弦歌微笑,“让所有人知道我们在那里,然后让所有人看着那里爆炸。”
“啧啧,从此我们就是死者的身份?”凌悠扬的黑眸放出异彩,嘴角轻轻勾起,“听起来很有趣,那么,那条秘道在哪里?”
弦歌露出些苦恼的神色,侧过眼眸望向窗外,“雀南国历代皇帝的衣冠冢。”
凌悠扬的眼睛顿时更亮了,不错,要炸就得炸那种地方才有价值。
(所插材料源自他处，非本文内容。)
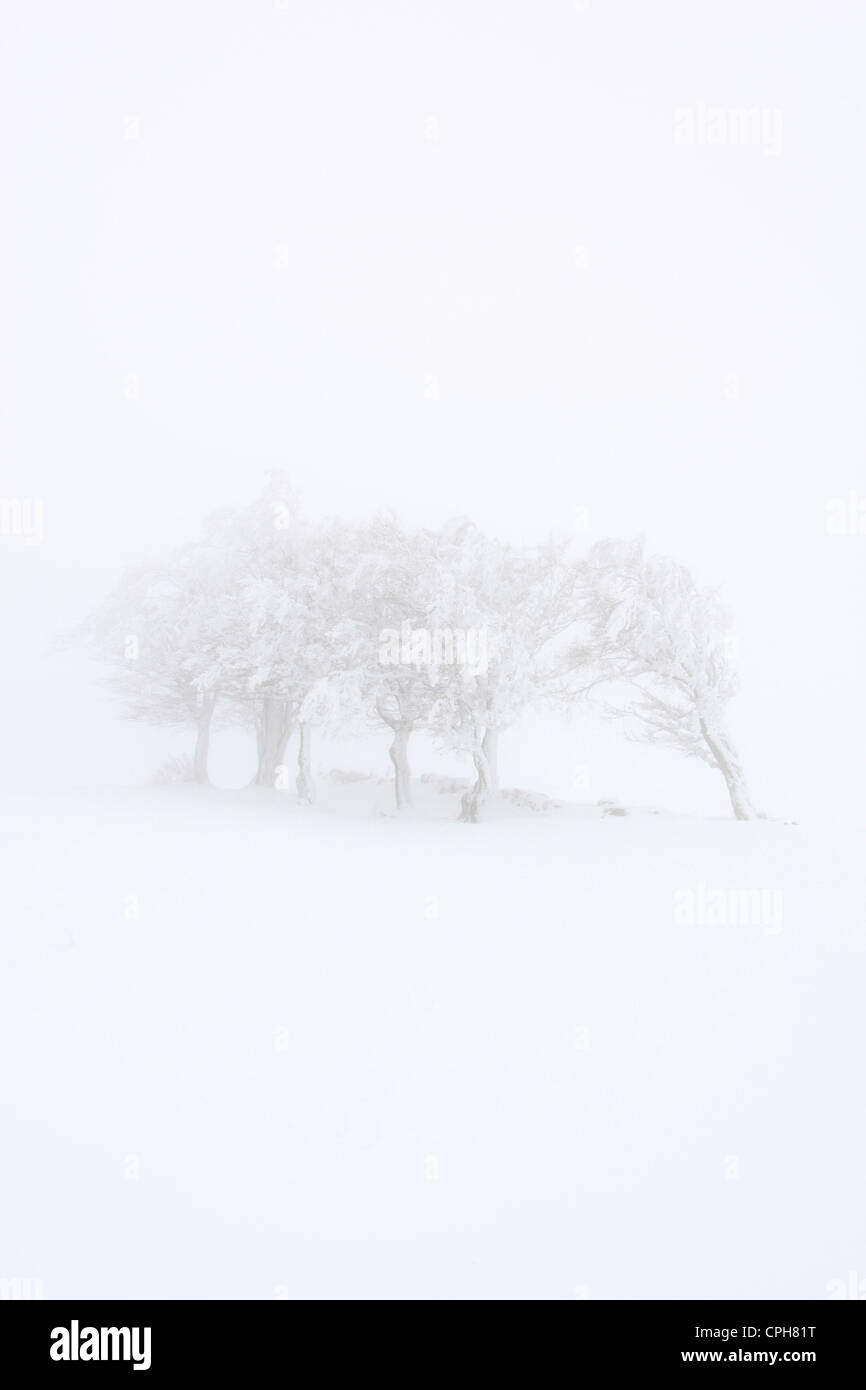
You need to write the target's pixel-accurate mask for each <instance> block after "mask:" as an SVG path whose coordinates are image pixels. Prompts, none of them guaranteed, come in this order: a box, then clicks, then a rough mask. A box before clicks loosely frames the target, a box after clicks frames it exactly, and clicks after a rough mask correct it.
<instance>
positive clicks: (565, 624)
mask: <svg viewBox="0 0 866 1390" xmlns="http://www.w3.org/2000/svg"><path fill="white" fill-rule="evenodd" d="M83 639H85V641H86V644H88V646H89V648H90V649H92V651H93V652H95V655H97V656H99V657H100V659H101V660H103V662H104V663H106V664H107V666H108V669H110V676H108V684H110V687H111V688H113V689H114V692H115V694H117V695H118V696H120V698H121V699H122V702H124V706H125V710H126V713H128V714H129V716H132V717H133V719H140V720H146V721H150V723H156V724H164V726H190V727H192V728H195V752H193V756H192V763H190V776H192V777H195V780H197V781H207V760H209V742H210V735H211V730H213V728H214V727H227V726H247V727H250V728H252V730H254V734H256V744H257V770H256V778H254V780H256V783H257V784H259V785H261V787H285V785H286V765H285V756H286V745H288V742H289V739H291V738H292V735H293V734H295V733H297V755H296V760H297V770H296V774H295V783H296V791H297V795H299V798H300V799H302V801H304V802H311V801H313V799H314V795H316V790H314V784H313V762H311V746H313V739H314V737H316V734H317V733H320V734H325V735H328V734H338V733H349V731H350V733H360V731H361V730H364V728H370V730H373V728H378V730H385V731H388V733H389V735H391V746H389V756H391V762H392V765H393V785H395V796H396V805H398V808H403V806H409V805H411V773H410V741H411V735H413V733H416V731H424V733H427V734H430V735H431V737H432V738H434V739H435V742H436V744H438V745H439V746H442V748H446V749H452V751H457V752H463V753H467V755H468V756H470V758H471V760H473V765H474V770H475V780H474V784H473V785H471V787H470V790H468V791H467V792H466V795H464V796H463V799H461V808H460V815H461V817H463V819H464V820H477V819H478V816H480V815H481V810H482V806H484V803H485V801H488V798H491V796H492V795H495V792H496V787H498V769H496V751H498V742H499V737H500V735H502V734H505V733H506V731H507V730H509V728H510V727H512V726H514V724H516V723H517V720H518V719H520V716H521V714H523V713H524V710H527V709H528V708H530V706H545V705H546V706H548V708H550V709H556V710H559V712H564V710H569V709H571V708H575V706H577V705H578V702H582V701H594V702H598V703H599V705H601V708H602V710H603V712H605V713H609V714H613V716H616V717H617V719H620V720H621V721H623V724H624V727H626V731H627V733H628V734H630V735H631V737H637V738H641V739H644V741H646V742H653V744H663V745H667V746H670V748H674V749H677V751H680V752H683V753H687V755H689V756H698V758H701V759H703V760H705V762H706V763H708V765H709V766H710V767H714V769H717V770H719V771H720V773H721V776H723V778H724V781H726V785H727V791H728V795H730V799H731V806H733V809H734V815H735V816H737V817H738V819H749V817H752V816H753V815H755V809H753V806H752V802H751V799H749V794H748V790H746V785H745V778H744V774H742V769H741V765H740V760H738V758H737V753H735V751H734V746H733V744H731V738H730V734H728V730H727V721H726V708H727V705H728V701H730V698H731V695H733V694H734V691H735V684H737V682H735V673H734V670H733V666H731V660H730V644H728V641H727V619H726V613H724V609H723V607H721V605H720V602H719V598H717V595H716V592H714V591H713V589H708V588H699V587H698V585H696V584H695V581H694V580H692V577H691V574H689V573H688V570H685V569H684V567H683V566H680V564H677V563H676V562H674V560H670V559H666V557H662V556H651V555H646V553H645V549H644V543H642V542H641V541H634V542H620V541H603V542H599V543H598V545H595V546H592V548H591V549H589V552H588V553H587V555H575V553H574V542H573V539H570V538H569V539H566V538H550V539H549V541H546V542H545V543H541V545H532V546H518V545H507V543H505V542H500V541H498V539H493V538H492V537H488V535H485V534H484V532H482V531H480V530H478V528H477V527H475V525H474V524H473V523H470V521H467V520H464V518H460V520H455V521H449V523H446V524H445V525H442V527H439V528H438V530H424V528H407V527H405V525H400V524H399V523H398V521H396V520H395V518H393V517H392V516H389V514H385V516H379V517H375V518H374V520H371V521H367V523H356V524H350V523H346V521H339V520H328V521H322V523H311V521H309V520H306V518H304V517H303V516H302V514H300V512H299V509H297V505H296V500H295V496H293V493H292V489H291V486H289V484H288V481H286V480H285V477H284V475H282V474H275V475H272V477H271V480H270V482H268V486H267V488H265V491H264V492H263V495H261V496H260V498H259V499H257V500H256V502H253V503H252V505H250V506H247V507H243V509H224V510H221V512H218V513H215V514H214V516H211V517H210V520H209V521H207V524H206V527H204V531H203V535H202V537H200V538H199V539H197V541H195V542H192V543H189V545H183V546H181V548H178V549H175V550H174V552H171V553H168V555H163V556H161V557H160V559H157V560H154V562H149V563H143V564H139V566H136V567H133V569H131V570H129V571H128V573H126V574H125V575H124V577H122V580H121V582H120V584H118V585H117V588H115V589H114V592H113V594H111V595H110V596H108V599H107V600H106V602H104V605H103V606H101V607H100V609H99V612H97V613H95V614H93V617H92V619H90V620H89V621H88V623H86V624H85V628H83Z"/></svg>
他在杨啸手里受了不少气,光是在皇宫点燃火药根本不解恨,如果把皇帝的衣冠冢给烧掉了,哈哈,想想就是件高兴的事情。
“这种事怎么会只有你知道?我还以为这应该是只属于皇家的秘密。”
“这是历代皇帝和符家家主之间的秘密。符家历代掌握雀南国的大部分兵权,在衣冠冢里埋下通往城外的秘道,是在战争发生时为皇帝准备的。皇帝逃出去以后马上会有符家的人前来营救,留得青山在不怕没柴烧,只要皇帝和符家的兵力还在,不愁夺不回江山。”弦歌道,“而这件事情,我还没来得及告诉啸儿。”
凌悠扬笑得像狐狸一样,“这种重大秘密告诉我没关系吗?”
“反正那里马上就要被炸掉了。而且,你以后也不是极冬国的皇帝了,”弦歌微笑,“告诉你又何妨?”
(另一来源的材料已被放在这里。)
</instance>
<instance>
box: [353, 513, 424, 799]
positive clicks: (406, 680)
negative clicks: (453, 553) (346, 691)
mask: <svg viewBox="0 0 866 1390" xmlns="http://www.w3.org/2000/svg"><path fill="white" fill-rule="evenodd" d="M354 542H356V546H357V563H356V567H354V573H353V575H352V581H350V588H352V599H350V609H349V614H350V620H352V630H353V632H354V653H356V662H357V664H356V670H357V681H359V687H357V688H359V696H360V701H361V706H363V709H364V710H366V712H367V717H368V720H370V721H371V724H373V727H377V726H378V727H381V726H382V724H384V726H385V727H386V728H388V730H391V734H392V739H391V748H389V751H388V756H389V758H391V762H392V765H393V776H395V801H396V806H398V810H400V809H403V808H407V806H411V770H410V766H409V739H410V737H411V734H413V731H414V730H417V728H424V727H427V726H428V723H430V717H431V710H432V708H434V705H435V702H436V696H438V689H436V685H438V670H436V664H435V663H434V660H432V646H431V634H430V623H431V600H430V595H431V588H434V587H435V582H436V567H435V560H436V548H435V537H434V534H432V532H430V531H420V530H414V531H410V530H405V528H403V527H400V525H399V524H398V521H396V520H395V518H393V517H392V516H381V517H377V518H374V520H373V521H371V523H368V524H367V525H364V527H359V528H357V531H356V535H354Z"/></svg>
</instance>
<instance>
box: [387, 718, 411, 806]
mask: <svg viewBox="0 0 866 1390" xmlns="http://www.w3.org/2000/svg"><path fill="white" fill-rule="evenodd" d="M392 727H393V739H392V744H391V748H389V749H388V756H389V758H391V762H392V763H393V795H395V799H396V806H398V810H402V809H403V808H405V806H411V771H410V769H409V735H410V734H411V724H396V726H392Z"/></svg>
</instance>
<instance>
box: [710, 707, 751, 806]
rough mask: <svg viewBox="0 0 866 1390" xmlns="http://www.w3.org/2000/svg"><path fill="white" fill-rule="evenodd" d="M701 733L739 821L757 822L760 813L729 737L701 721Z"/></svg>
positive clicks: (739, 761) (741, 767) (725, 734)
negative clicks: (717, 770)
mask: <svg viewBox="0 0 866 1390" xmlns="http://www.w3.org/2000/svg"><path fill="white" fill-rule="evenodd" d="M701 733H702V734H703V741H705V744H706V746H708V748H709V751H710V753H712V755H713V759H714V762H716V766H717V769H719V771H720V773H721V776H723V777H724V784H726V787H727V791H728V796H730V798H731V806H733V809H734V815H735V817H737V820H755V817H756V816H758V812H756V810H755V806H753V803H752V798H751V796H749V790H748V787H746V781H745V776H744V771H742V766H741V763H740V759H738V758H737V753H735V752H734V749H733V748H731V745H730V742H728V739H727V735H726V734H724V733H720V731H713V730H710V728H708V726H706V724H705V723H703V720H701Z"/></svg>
凌悠扬黑眸一转,一想到要炸皇家衣冠冢就来了兴致,“那么,快点儿带路,我们去那边看看。”
杨氏皇家的衣冠冢就像一座富丽堂皇的府邸,门口稀稀落落的只有几个侍卫,这边一般也没人打扰,派驻几个侍卫也是门面而已。弦歌马上就能脱身,所以打斗的时候对那几个侍卫手下留情,令他诧异的是,凌悠扬这种心肠恶毒的人居然也放了活口。
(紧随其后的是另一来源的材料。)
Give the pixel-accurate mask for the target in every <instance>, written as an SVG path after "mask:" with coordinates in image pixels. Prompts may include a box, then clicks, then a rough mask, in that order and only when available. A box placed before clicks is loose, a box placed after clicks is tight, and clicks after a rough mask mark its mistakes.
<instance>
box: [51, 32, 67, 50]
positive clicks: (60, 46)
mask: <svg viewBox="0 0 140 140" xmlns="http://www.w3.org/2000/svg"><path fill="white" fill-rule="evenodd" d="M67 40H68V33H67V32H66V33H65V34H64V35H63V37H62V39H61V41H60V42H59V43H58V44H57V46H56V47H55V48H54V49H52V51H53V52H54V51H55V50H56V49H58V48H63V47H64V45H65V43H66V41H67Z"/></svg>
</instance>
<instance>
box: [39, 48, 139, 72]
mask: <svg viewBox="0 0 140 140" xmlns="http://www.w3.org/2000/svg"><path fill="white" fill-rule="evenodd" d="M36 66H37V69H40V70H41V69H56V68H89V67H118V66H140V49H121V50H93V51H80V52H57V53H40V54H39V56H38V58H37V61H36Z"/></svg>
注意到弦歌奇怪的眼神,凌悠扬马上知道她在想什么,笑得别有深意,“放了他们才能把小皇帝引来,否则由谁去通风报信?”
穿过一个一个的祠堂,弦歌很快就找到了秘道,她本来无意去见杨啸和其他人,就想等着有人来的时候点燃火药,在爆炸中离开这里。可凌悠扬兴致勃勃地拉着她,“待会儿等人来了以后,我们还是去露个面吧?”
“为什么?”
凌悠扬兴奋地扔了一个包裹给她,“穿上这个,我们出去。”
弦歌看他一眼,低头利索地打开包裹,那是两件火红的喜服,一件是男式的,一件是女式的。她之前就在想凌悠扬究竟在准备什么包裹,他们已经把需要的钱财换了个名头存在银铺里,那些钱财都足够埋下几个城池了,凌悠扬这种懒人还准备什么包裹?
如今一看,真相大白,弦歌想笑,既觉得有趣又觉得开心,伸手拿起那件嫁衣,“干什么?”
“哪天杨啸的话倒提醒了我。”凌悠扬拿起那件男式喜服,丝毫没有扭捏地就开始换衣服,“以前废后那件是天下皆知,现在我要让天下人都知道,你符弦歌仍是我凌悠扬的妻子!”
小哥笑出了声,“我们都快‘死’了,你还在意这个?”
“死不死都在意!以后旁人提起你的夫君,我要所有人都只想到凌悠扬,而不是符雪迟。”凌悠扬对她坏坏一笑,拿起那件嫁衣,“换不换?难道要我帮你?”
近朱者赤近墨者黑,弦歌的脸皮也厚了,“有人伺候当然是最好不过了,来了,给本王换衣。”
凌悠扬满脸堆笑,宫颈垂首道:“谨遵摄政王旨意。”脑筋一转,等把弦歌的喜服穿好以后,凌悠扬又三下五除二地把自己已经穿好的喜服给脱下来,摆出大爷的嘴脸,“来,替朕把衣服换上。”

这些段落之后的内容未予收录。